For one, says Zak Kohane, a Harvard Medical School professor who leads the Coordinating Center for the Undiagnosed Diseases Network, it’s hard to build a company around customers who are rarities, and few biotech firms are willing or interested in investing in ultra-rare disorders such as CMT4J. Even diagnosing a rare disease can be difficult. As Kohane notes, most doctors aren’t trained to spot such medical outliers, and there aren’t enough patients for scientists to collect the data needed to really understand how the disease presents itself and works. As such, it often falls on the families of patients to become the experts and push for research and a cure. “They’re the ones who feel the pain most acutely,” Kohane says. “If you’re a parent, you want to bring down the house to take care of your kids.”

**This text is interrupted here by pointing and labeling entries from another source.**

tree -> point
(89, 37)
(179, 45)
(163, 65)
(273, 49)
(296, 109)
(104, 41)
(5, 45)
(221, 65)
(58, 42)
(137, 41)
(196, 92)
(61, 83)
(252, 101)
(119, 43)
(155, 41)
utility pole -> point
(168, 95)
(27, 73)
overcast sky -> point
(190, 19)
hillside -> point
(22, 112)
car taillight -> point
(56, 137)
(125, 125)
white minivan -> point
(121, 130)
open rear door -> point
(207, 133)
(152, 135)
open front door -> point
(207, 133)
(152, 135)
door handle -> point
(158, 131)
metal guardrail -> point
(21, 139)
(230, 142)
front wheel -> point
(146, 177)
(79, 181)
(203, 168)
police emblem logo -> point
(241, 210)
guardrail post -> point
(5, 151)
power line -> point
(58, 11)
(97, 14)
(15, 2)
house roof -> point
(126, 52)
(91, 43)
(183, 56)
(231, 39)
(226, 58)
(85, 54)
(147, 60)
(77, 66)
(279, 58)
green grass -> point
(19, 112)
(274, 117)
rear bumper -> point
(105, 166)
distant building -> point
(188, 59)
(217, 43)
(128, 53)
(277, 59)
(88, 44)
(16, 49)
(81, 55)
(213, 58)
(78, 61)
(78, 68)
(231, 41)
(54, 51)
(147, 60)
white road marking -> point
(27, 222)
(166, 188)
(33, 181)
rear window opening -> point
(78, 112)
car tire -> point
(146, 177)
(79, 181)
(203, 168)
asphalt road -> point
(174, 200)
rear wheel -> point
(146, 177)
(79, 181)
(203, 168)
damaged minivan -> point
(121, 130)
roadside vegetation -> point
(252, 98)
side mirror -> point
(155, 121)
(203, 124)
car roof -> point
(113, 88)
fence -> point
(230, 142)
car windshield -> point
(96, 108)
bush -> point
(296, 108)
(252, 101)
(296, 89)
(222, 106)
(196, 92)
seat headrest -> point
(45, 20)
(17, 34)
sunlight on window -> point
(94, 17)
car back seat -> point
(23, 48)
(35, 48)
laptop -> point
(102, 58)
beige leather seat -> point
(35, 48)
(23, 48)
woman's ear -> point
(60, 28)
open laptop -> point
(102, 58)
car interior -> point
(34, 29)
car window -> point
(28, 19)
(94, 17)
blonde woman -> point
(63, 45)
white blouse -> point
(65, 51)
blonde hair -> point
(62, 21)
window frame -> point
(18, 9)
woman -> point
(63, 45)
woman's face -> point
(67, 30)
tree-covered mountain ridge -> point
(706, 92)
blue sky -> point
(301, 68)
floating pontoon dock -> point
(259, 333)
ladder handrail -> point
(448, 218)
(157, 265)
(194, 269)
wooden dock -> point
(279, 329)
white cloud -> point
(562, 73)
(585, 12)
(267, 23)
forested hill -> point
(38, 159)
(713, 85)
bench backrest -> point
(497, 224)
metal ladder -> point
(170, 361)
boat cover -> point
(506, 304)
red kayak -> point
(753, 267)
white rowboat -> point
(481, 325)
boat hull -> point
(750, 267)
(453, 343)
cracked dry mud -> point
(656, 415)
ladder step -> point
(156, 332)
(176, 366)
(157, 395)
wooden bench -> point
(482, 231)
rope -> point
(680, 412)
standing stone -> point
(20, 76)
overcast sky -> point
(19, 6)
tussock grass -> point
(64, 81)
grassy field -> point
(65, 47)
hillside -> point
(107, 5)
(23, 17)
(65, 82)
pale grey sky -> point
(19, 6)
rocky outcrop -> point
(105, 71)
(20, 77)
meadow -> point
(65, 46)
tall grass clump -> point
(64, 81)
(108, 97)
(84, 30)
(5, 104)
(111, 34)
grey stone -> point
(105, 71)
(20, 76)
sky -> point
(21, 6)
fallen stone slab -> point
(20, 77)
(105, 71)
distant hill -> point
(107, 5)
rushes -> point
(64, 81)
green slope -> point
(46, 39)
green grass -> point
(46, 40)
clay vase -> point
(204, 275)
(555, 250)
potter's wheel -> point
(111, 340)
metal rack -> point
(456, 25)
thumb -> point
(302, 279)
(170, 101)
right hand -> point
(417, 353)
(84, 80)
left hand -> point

There are plenty of instances in which parents have gone to extraordinary lengths in hopes of finding a cure for their child’s illness. Perhaps the most famous is the story of Augusto and Michaela Odone, whose quest to save their son was immortalized in the Academy Award–nominated film Lorenzo’s Oil (the oil being the medicine that the family invented and patented). Then there’s Karen Aiach, a successful audit specialist at Arthur Andersen. After doctors diagnosed her daughter with Sanfilippo syndrome A, she started her own biotech company to pursue gene therapy treatments for her. There’s also computer scientist Matt Might, whose social media efforts to diagnose and find a treatment for his son’s rare genetic disease resulted in a precision medicine algorithm that caught the attention of national media outlets—and the Obama administration. Now Might is heading up the newly launched Personalized Medicine Institute at the University of Alabama at Birmingham. These, of course, are the exceptions. For many families, a rare-disease diagnosis is emotionally crushing and can leave them feeling adrift in a system that has nothing to offer, with no one to turn to.